I noticed a small lag in the video between motion and display. But overall it was much closer than the nintendo ds variant I've seen. A bit more work in this area and I could totally see this being a promising area to go into. The sense of 3d is far stronger IMO than with versions that try to provide a different variant to each eye.
I believe we get just as much of a sense of 3d from motion than from stereoscopic displays. Since most of our interaction with computers is single user, this type of technology could be fantastic on a whole host of products.
I'm personally pretty motion-oriented, on a small scale head-tracking is noticeably stronger for me. Certainly, when viewed on an IMAX, my motions don't effect my view enough to throw off the feeling, but small and close it does. Especially with larger motions, where the incorrect perspective just plain weirds me out.
This is really neat.

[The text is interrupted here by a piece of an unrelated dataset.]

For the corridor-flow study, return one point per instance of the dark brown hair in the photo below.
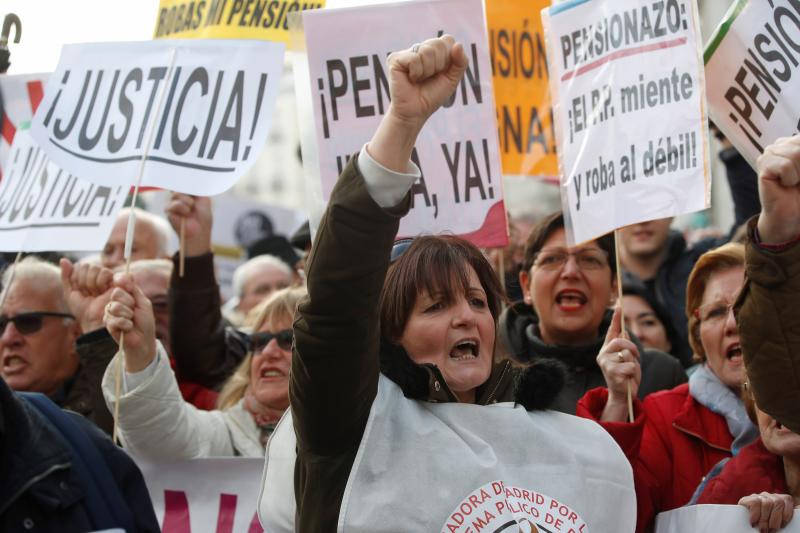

I imagine there would be uses for this to do object visualization, such as for CAD programs. I wonder how useful that would be to mechanical engineers.
Then I got to thinking, could it be used to fit-test parts? It might be too small for that, but I think the emergence of 3D televisions might provide an opportunity for these types of applications.
I thought about this more last night (when I was trying to sleep). I realized that 3D displays don't provide the same feeling of having a 3D object in front of you as the Pcubee does, because you can't change your perspective by simply moving your head. Your perspective is fixed to whatever is on the display.
I'm a huge head-tracking fan for any single-user interaction. It's amazing just how strong the "sense" of 3D is when it's really fast / smooth.